In general, most of the material we publish in Vinyl is from writers we have approached after coming across their work online or in journals or through recommendations. Phillip Williams recently turned me on to the work of Anna Journey and I immediately contacted her for a submission for the third issue. But Phillip, himself, is young writer who took us up on the offer to send in links to online work. We read his work that was up on various places, asked for new material, and were very happy to include three of his poems in the second issue of Vinyl (http://www.vinylpoetry.org/volume-2/phillip-b-williams/).
For the first issue of Vinyl we needed to choose not only the poetry but also the look of the publication. Our guiding thought was to produce an online mag that was pleasant to look at but whose visuals did not detract at all from the words. Gregory and I appreciate the lit content of many magazines but we find the clarity and elegance of journals such as Diode and elimae the most effective in offering an appealing publication that allows complete focus on the words they offer.
We did, however, want some visual distinctiveness for the site, so we approached the painter, Allie Kelley (http://365painting.blogspot.com/2011/01/monster-love-notes-from-sharpie-doodle.html). We attended one of her gallery shows and saw many pieces whose whimsy and imagination we admired. As luck would have it, Allie Kelley generously allowed us to incorporate her art into the magazine.
Behind all of the aesthetic considerations are the technical realities of starting an online lit mag – like how in the hell do I format Jason Koo’s awesome work so that it looks like he wants it to look on the page (http://www.vinylpoetry.org/volume-2/jason-koo/ )? And how is it that HTML collapses spaces because it doesn’t like them? Shout out to Rusty Barnes, editor of Night Train, for talking me off the ledge when I was faced with that reality.

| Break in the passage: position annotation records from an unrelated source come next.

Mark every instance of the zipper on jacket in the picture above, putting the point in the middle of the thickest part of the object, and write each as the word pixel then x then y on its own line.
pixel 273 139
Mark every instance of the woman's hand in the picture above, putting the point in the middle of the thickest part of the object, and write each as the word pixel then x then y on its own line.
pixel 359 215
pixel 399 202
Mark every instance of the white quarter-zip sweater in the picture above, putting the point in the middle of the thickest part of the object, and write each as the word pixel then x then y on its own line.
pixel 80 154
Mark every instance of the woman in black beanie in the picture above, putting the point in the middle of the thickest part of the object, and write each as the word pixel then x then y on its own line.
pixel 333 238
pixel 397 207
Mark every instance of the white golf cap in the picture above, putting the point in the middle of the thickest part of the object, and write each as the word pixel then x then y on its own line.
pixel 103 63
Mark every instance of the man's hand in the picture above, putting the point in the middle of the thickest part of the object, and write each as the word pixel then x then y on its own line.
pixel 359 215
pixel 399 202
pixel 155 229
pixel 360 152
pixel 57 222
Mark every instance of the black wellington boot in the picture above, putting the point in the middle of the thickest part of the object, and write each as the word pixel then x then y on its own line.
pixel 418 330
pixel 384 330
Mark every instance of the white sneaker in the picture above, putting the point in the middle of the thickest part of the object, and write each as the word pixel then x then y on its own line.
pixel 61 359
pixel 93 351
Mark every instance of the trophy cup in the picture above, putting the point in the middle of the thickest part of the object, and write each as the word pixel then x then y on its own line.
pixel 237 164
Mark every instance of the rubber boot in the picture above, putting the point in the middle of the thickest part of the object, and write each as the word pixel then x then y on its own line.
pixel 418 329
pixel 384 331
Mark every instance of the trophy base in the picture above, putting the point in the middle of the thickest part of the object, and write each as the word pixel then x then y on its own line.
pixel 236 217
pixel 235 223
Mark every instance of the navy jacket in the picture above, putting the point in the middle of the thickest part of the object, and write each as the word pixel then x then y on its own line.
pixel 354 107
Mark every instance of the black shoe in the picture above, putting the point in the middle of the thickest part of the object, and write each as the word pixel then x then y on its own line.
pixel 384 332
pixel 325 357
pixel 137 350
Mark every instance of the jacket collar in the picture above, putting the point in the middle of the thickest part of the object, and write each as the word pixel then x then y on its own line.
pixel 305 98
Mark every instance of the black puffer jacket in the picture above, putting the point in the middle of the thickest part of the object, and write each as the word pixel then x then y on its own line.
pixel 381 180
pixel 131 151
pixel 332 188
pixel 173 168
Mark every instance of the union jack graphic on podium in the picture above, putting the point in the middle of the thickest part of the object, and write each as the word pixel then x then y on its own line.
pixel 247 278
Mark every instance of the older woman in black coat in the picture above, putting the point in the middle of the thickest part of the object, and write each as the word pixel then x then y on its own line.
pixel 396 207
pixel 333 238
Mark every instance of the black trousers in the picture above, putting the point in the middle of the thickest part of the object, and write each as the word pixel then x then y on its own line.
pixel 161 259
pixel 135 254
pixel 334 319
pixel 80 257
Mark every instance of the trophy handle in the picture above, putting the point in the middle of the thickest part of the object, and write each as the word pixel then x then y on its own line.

If my web design learning curve was a ski slope then I was sliding down a black diamond run narrowly avoiding shrubs and coniferous trees. There were some pals to help in the beginning: Megan Laurel Wilson, an animation artist, my husband Daniel, a database architect, and my youngest son, Nicholas, whose main credential is that he is fifteen years old so he knows a whole bunch of shit I do not.
However, the real mountain rescue occurred with the second issue when Thomas Patrick Levy came on as web designer/ski instructor. I still have not figured out how a poet with Thomas’ creative gifts can also take charge in a world inhabited by HTML code and CSS style sheets. But I do not question our good fortune, By the way, Thomas also repossesses cars for a living and frankly, that’s just rock and roll.
K.M.A Sullivan‘s poetry has been published in PANK, Potomac Review, Gertrude, Pearl, and Night Train, among other publications, and has been awarded residences in Virginia Center for the Creative Arts in creative non-fiction and from Vermont Studio Center in poetry. She is the co-founder and editor of Vinyl Poetry. She curates two reading series, PolyPerformance Series and Connecting Ridges in Blacksburg, Virginia. Her newest endeavor is YesYes Books of which she is owner and publisher.